ECLI:NL:CRVB:2013:2212
Centrale Raad van Beroep
- Hoger beroep
- Rechtspraak.nl
Intrekking hoger beroep en schadevergoeding in WAO-zaak na tegemoetkoming door Uwv
In deze zaak heeft appellante, vertegenwoordigd door mr. J.R. Beukema, hoger beroep ingesteld tegen een besluit van het Uitvoeringsinstituut werknemersverzekeringen (Uwv) inzake haar WAO-uitkering. De Centrale Raad van Beroep heeft op 25 oktober 2013 uitspraak gedaan. De Raad heeft vastgesteld dat het Uwv met een gewijzigde beslissing op bezwaar van 18 juni 2013 geheel aan de bezwaren van appellante tegemoet is gekomen, waardoor appellante haar hoger beroep heeft ingetrokken. De Raad heeft de zaak vervolgens behandeld met betrekking tot de verzoeken van appellante om schadevergoeding, waaronder wettelijke rente over de nabetaling en immateriële schadevergoeding wegens overschrijding van de redelijke termijn.
De Raad heeft in zijn overwegingen de relevante artikelen van de Algemene wet bestuursrecht (Awb) besproken, met name artikel 8:73a en 8:75a, die betrekking hebben op schadevergoeding bij intrekking van het beroep. De Raad heeft vastgesteld dat de redelijke termijn in deze procedure is overschreden, met name door de lange duur van de procedure in de eerste rechterlijke fase. De Raad heeft de Staat der Nederlanden (de minister van Justitie) als partij in de procedure aangemerkt en het verzoek van appellante om schadevergoeding toegewezen.

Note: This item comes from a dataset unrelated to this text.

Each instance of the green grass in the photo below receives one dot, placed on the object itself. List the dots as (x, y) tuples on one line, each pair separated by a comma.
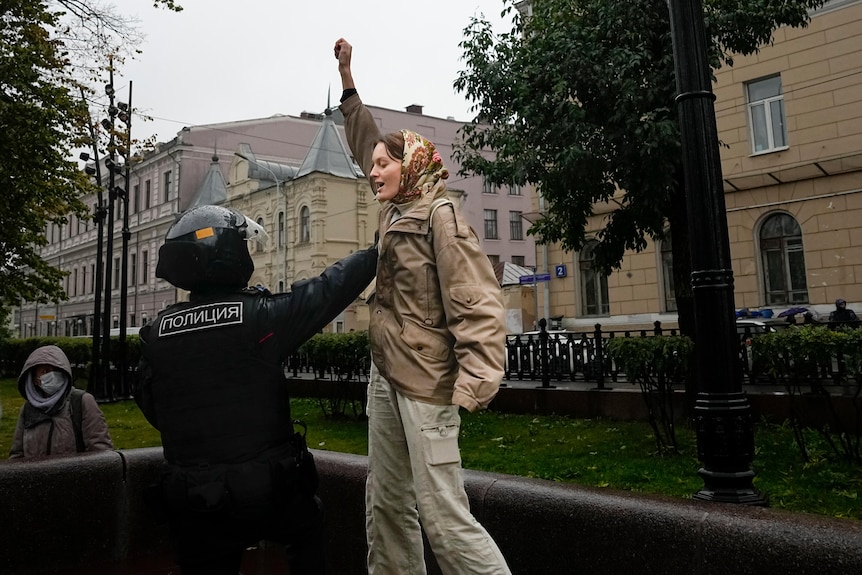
[(597, 453)]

De Raad heeft het Uwv veroordeeld tot vergoeding van schade in de vorm van wettelijke rente over de na te betalen uitkering en heeft de proceskosten van appellante in hoger beroep vastgesteld op € 1.416,-. De uitspraak is openbaar gedaan en de Raad heeft de zaak heropend ter voorbereiding van een nadere uitspraak over de gevraagde schadevergoeding.